About 90 miles south of Kolkata, India, lies an island that is slowly washing away.
Ghoramara Island, located in the Sundarbans Delta, has seen a dramatic rise in sea levels due to climate change. A recent study by oceanographer Sugata Hazra found that 30 square miles of the Sundarbans have disappeared in the past 30 years.
More than 600 families have had to relocate from Ghoramara.
Photographer Daesung Lee spent two months on the island, living side by side with those who currently reside there. “The first day I arrived, there was low tide and I saw what the coast of the island looked like. [It appeared that] it was surrounded with a rock cliff, but it was actually the eroding land of island,” Lee told Business Insider.
Lee asked residents to stand on small pieces of land near the edges of the island to show the severity of the land breaking away.
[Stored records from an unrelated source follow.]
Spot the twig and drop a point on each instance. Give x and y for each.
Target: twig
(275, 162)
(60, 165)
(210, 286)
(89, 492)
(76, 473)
Below, see Lee’s haunting photos, which won him third place in the Contemporary Issues category at the Sony World Photography Awards in 2013.
Made up of 54 separate islands, the Sundarbans are one of the world's largest collection of river delta islands. They are located off the coast of southern Bangladesh and eastern India.
The warmer weather has caused glaciers to melt, which increased the sea level and made the river flow faster, causing it to slowly break down the island.
'For this series, I simply focused on two facts -- (the) disappearing island and its inhabitants,' Lee told Business Insider. 'I found some symbolic landscape that explained the situation of the island and (I photographed) the inhabitants on this land to show their home is disappearing.'
The exact population of Ghoramara Island, as well as how many people have left, is unclear because there are no actual government records.
Ghoramara used to be only two miles away from Kakdwip, located on the mainland, but now it's five miles away.
People who have been forced to leave the island because it is washing away are going to Sagar Island -- about six miles south of Ghoramara -- which has also shrunk about two miles in the past nine years.
The mud dams the residents have built around the islands over the years are too fragile to keep away the rising sea level. They are so fragile that one storm could potentially destroy a lifetime's labour on the land.
When Lee was visiting, a civil servant he met told him the island is expected to be completely washed away within 25 years.